Enfin le roi eut une idée, une idée comme en ont les rois. Il se dit :

« Je vais faire venir la bonne femme qui m’a apporté la toile. Celle qui l’a tissée saura bien la coudre. »

Il fit rechercher la vieille femme, et, quand il, sut où elle habitait, il envoya au village un de ses gardes pour la mander auprès de lui.

— Va où l’on t’appelle, dit Wassilissa à la vieille.

Quant à elle, elle fit sa toilette, peigna ses cheveux, mit ses plus beaux vêtemens. Puis elle se plaça près de la fenêtre et attendit.

Lorsque la vieille fut en présence du roi :

— Je t’ai fait venir, lui dit celui-ci, pour que tu couses la toile que tu m’as apportée. J’ai pensé que celle qui l’a tissée saurait la coudre, ce qui, paraît-il, est très difficile.

— Ce n’est pas moi qui l’ai tissée, répondit la vieille femme. C’est ma fille adoptive.

— Va la chercher, lui dit le roi.

La bonne femme alla retrouver Wassilissa, et lui dit que le roi voulait la voir.

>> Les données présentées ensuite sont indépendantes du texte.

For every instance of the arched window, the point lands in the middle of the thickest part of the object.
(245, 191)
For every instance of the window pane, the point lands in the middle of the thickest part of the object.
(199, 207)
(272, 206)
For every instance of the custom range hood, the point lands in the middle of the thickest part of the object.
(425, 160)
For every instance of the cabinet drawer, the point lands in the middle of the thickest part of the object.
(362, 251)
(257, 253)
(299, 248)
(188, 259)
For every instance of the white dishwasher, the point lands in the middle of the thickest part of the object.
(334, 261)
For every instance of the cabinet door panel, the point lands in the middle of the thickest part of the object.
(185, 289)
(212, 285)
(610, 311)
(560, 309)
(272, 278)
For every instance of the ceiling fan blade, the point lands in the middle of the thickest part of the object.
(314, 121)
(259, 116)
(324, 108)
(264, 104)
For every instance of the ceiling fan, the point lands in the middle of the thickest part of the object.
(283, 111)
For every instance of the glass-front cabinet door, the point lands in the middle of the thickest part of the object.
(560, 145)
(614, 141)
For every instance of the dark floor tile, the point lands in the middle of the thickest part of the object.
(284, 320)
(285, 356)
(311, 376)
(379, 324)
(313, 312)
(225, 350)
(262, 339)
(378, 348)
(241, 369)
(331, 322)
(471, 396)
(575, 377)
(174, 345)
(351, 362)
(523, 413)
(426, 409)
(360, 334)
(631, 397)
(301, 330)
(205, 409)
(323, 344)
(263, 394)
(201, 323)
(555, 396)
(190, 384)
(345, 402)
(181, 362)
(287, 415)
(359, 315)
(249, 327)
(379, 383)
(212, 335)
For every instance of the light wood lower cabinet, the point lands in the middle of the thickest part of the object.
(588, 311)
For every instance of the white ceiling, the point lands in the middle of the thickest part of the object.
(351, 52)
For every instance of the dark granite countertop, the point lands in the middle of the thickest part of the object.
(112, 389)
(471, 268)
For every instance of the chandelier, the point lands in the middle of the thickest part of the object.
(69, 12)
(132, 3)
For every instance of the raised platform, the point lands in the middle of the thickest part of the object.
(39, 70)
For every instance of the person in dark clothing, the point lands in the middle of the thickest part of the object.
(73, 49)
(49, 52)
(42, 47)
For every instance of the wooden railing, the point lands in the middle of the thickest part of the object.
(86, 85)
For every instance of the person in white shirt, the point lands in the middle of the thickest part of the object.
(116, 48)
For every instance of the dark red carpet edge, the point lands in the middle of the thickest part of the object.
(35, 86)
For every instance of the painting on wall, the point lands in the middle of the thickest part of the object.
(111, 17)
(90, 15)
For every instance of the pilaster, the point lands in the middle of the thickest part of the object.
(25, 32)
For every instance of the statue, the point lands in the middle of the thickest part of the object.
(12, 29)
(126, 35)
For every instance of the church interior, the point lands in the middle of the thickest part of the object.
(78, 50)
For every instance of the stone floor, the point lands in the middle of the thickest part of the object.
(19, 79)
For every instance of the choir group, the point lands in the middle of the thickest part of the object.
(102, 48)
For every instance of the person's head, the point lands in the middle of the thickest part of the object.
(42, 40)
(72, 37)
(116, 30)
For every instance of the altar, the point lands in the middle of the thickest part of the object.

— J’y vais, répondit Wassilissa.

Dès que le roi la vit, il fut saisi d’admiration, ainsi que tous ses serviteurs.

— Je t’ai fait venir, lui dit-il, pour coudre cette toile que tout le monde admire. Mais si tu le veux, tu resteras auprès de moi, ma belle, et tu seras mon épouse chérie.

Les noces se firent en grande pompe, et tout le village s’en réjouit, car Wassilissa était aimée de tous.

Quelque temps après, le marchand revint : il trouva sa fille mariée au roi, et il demeura avec eux jusqu’à sa mort. La vieille fut aussi comblée de leurs bienfaits.

Wassilissa garda la poupée toute sa vie ; elle eut soin de ne jamais la laisser voir à personne.

L’histoire ne dit pas quels sont ceux de ses enfans qui en ont hérité, ni ce que sont devenus les morceaux, s’il en subsiste. Il pourrait être intéressant de le rechercher.